Selain Wisnu, KPK juga menetapkan tiga orang lainnya sebagai tersangka, yakni Alexander Muskitta dari pihak swasta. Wisnu dan Alexander menjadi tersangka penerima suap. Sedangkan tersangka Kenneth Sutardja dari pihak swasta, serta Kurniawan Eddy menjadi tersangka pemberi suap. Hanya saja, kata Saut, Kurniawan Eddy masih dalam pencarian atau buron.
Saut menjelaskan, kasus ini bermula ketika Wisnu Kuncoro merencanakan kebutuhan barang dan peralatan masing-masing bernilai Rp 24 miliar dan Rp 2,4 miliar. Dalam proses perencanaan tersebut, Alexander diduga menawarkan beberapa rekanan untuk melaksanakan pekerjaan tersebut kepada Wisnu Kuncoro dan disetujui.
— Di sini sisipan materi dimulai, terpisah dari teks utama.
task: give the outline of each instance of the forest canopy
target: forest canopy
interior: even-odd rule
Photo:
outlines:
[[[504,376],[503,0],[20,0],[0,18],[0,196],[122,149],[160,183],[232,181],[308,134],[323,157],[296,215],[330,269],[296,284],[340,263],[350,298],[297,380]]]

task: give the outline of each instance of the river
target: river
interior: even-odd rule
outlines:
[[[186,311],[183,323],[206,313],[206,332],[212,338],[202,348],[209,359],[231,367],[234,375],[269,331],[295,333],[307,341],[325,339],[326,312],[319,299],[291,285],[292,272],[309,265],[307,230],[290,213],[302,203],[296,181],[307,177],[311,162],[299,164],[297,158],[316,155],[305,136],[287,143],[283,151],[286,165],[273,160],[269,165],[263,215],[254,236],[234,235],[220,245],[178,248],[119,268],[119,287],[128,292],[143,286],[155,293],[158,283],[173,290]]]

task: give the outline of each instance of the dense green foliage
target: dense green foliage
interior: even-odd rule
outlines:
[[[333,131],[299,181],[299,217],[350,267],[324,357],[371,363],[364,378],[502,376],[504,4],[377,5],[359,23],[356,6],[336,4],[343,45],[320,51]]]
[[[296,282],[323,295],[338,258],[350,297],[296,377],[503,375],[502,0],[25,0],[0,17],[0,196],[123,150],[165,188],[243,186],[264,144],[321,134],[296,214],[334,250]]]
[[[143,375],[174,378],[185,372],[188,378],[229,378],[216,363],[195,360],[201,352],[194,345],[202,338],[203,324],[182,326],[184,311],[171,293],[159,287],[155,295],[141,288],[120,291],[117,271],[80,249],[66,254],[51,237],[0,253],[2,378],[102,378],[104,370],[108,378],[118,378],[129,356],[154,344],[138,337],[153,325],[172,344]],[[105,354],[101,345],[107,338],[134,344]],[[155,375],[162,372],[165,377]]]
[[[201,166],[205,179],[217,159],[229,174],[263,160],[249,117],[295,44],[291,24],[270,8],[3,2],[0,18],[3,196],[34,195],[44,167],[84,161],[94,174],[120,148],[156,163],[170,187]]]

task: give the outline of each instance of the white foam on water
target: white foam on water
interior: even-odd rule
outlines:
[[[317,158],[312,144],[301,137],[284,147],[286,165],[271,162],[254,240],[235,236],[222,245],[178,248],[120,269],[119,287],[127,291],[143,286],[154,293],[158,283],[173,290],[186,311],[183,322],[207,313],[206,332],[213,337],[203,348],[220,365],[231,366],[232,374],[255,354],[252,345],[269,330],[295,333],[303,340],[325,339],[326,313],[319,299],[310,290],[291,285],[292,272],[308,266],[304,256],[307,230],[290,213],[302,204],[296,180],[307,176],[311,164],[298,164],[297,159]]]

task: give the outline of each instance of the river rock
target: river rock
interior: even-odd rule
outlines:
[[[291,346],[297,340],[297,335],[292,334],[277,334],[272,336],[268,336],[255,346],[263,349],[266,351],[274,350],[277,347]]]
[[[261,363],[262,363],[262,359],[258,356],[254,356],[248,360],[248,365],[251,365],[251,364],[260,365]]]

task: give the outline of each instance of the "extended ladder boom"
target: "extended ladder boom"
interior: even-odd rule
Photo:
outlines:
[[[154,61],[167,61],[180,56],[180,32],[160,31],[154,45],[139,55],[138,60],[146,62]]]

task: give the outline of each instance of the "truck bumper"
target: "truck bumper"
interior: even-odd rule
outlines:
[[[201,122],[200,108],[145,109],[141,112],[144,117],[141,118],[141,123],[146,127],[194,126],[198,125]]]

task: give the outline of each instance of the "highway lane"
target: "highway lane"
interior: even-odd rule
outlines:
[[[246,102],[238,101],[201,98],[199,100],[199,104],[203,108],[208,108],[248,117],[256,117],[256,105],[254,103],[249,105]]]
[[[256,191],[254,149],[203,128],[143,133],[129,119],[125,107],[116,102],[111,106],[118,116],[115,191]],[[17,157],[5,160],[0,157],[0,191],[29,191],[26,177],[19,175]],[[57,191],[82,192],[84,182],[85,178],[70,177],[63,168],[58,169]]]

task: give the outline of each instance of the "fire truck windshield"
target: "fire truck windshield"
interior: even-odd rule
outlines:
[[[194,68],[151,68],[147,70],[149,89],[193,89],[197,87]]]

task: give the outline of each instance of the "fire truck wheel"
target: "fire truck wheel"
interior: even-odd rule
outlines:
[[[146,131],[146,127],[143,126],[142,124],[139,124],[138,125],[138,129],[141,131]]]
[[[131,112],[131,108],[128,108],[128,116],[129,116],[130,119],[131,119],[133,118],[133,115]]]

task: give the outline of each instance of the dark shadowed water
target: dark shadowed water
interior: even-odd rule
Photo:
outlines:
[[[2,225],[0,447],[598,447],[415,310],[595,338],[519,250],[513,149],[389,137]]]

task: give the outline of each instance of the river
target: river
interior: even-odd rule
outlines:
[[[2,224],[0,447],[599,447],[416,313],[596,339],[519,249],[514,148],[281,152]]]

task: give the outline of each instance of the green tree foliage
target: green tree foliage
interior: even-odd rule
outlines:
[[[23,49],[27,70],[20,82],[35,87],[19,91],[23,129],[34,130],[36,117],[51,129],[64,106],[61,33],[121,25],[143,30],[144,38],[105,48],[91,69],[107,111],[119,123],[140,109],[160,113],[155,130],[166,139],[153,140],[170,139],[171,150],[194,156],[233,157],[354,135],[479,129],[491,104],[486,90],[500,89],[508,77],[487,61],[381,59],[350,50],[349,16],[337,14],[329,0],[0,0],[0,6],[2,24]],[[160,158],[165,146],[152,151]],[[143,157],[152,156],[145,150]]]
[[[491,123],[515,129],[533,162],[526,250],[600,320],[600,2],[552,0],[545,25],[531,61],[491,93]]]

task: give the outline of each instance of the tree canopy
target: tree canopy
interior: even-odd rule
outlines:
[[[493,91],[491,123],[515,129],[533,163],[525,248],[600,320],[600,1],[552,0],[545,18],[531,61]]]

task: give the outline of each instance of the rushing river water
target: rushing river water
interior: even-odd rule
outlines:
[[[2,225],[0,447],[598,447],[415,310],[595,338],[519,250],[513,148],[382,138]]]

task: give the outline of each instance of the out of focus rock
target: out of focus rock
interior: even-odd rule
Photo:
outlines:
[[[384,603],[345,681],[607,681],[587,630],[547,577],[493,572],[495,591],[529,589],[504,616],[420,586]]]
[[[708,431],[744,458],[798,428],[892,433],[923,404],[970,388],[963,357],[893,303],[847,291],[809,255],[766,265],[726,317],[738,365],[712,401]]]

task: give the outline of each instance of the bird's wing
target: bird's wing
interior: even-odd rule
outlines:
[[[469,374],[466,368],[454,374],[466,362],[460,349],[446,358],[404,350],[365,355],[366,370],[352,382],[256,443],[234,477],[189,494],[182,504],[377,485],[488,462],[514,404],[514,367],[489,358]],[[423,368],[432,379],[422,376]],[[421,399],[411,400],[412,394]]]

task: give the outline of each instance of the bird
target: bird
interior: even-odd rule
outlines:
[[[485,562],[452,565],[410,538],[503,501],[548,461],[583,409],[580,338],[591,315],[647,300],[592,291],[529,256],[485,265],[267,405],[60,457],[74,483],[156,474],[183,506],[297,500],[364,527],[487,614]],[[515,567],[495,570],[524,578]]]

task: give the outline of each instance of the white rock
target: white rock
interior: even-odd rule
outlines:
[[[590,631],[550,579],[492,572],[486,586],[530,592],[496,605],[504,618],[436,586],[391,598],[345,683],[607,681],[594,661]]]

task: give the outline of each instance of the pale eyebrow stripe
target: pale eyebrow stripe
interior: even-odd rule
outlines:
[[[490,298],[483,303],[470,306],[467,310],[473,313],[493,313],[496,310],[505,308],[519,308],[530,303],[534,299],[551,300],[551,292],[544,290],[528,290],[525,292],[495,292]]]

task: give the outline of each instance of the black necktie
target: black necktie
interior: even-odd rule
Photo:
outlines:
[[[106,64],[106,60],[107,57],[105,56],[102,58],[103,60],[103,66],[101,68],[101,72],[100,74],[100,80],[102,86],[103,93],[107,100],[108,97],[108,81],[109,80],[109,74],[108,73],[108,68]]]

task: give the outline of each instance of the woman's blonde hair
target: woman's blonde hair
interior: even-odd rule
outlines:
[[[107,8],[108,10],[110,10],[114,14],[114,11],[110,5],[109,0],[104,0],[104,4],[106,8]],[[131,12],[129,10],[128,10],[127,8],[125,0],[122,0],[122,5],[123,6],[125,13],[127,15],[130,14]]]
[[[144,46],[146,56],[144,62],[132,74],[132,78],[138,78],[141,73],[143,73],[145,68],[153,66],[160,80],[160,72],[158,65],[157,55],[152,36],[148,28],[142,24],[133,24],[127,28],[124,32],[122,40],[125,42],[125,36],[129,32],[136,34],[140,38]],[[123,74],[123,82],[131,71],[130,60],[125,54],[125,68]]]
Kemudian, Alexander menyepakati commitment fee dengan rekanan yang disetujui untuk ditunjuk, yakni PT Grand Kartech dan Group Kotjo senilai 10 persen dari nilai kontrak. "Saudara AMU (Alexander) diduga bertindak mewakili dan atas nama Wisnu Kuncoro, selanjutnya dia meminta Rp 50 juta kepada Kenneth Sutardja selaku unsur swasta dari PT Grand Kartech dan Rp 100 juta kepada Kurniawan Eddy dari Group Kotjo," ucap Saut.
Lalu, pada 20 Maret 2019, Alexander menerima cek senilai Rp 50 juta dari Kurniawan Eddy yang kemudian ia setorkan ke rekeningnya. Alexander juga menerima US$ 4 ribu dan Rp 45 juta di sebuah kedai kopi di Jakarta Selatan dari Kenneth Sutardja. Selang dua hari kemudian, 22 Maret 2019, uang sebesar Rp 20 juta diserahkan Alexander kepada Wisnu Kuncoro di sebuah kedai kopi di daerah Bintaro, Jakarta Selatan.